Fourth, the US and Israel consider Cyprus, in particular the British bases, important to the defence of Israel: when Britain tried to give up its Cypriot territories following the Turkish invasion, Kissinger simply pressurised her to keep them, with the Foreign and Commonwealth Office referring to Kissinger being anxious that Britain ‘continue to occupy this square of the world chess board.’ More significantly, Kissinger was reported to be ‘concerned with the effects of United States policy over Cyprus on the resolution of the Arab/Israel problem’, regarding ‘this as more important than Greek hostility towards the United States, despite this dissension on the Southern flank of the Alliance.’ He was also concerned with the maintenance of Turkish goodwill as a bulwark between the Soviet Union and the Arab states, as well as with the continued use of US bases in Turkey.

Fifth, Israel is delighted that Cyprus and Greece are being so forthcoming and friendly. Yet it was only twenty years ago that two Mossad agents were arrested and held for spying on the sites being prepared for the – eventually abortive – arrival of Russian S-300 air defence missiles.

Sixth, an oft-ignored factor that binds Turkey and Israel tightly together is the fact that they have both been occupying territories illegally, in defiance of UN resolutions, for many years.
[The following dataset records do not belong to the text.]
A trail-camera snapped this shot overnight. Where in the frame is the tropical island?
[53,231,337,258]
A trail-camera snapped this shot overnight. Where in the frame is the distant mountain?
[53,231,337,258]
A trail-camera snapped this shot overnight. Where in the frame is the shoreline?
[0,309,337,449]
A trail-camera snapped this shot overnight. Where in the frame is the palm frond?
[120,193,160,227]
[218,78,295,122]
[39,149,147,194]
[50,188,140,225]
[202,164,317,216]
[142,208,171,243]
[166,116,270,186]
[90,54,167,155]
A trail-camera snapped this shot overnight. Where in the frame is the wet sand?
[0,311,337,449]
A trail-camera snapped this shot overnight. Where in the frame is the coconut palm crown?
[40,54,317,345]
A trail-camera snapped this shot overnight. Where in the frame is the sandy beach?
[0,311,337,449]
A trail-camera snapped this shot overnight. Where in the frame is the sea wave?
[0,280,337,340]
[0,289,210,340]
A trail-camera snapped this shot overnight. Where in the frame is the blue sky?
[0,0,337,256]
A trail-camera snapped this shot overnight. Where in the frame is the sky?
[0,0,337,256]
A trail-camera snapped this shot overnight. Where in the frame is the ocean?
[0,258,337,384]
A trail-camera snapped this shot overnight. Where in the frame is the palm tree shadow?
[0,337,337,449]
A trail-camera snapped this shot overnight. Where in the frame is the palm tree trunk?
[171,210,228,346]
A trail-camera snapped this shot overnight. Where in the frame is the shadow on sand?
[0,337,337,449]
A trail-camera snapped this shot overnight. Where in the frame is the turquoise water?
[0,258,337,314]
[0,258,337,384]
Moreover, the Turkey-Israel military axis, initiated in the late Fifties, while not advertised, still exists, even if it may currently be on the backburner.

Seventh, Greece’s USI masters are ensuring that Greece becomes increasingly hostile towards Russia, meaning that if and when Turkey takes a Greek island or two, Russia will not lift a finger, but merely snigger at NATO’s internal dissension.

Little has changed in the Middle East, except cosmetically. Turkey is indulging in its traditional bout of muscle-flexing, two-faced diplomacy, and testing the limits of its ‘have your cake and eat it’ policy, as the S-400 saga currently demonstrates. In the meantime, those Moslem countries and movements that clearly support Palestine will no longer see Greece as a reliable supporter of a free Palestine, whatever the empty rhetoric. Greece could even become a soft target for Moslem fanatics. The US must be happy with all this, knowing that the currently supine Greek government will succumb to all kinds of pressure, including granting Israel support as it moves into the Balkans. And here is the clincher: Israel recognised the Former Yugoslav Republic of Macedonia as the ‘Republic of Macedonia’, just as the US did. Greece and Cyprus are dancing dangerously, by being cat’s paws.

It is time to be more thoughtful.

William Mallinson,

Professor of Political Ideas and Institutions,

Universitá Guglielmo Marconi

Athens, 3 May 2019

 

  1. ‘British Interests in the Eastern Mediterranean’, paper, 11 April 1975, by Western European Department, FCO 46/1248, file DPI/516/1.
  2. ‘British Policy on Cyprus: July to September 1974’, 14 January 1976, by Western European Department, FCO 9/2379, file WSC 020/548/1.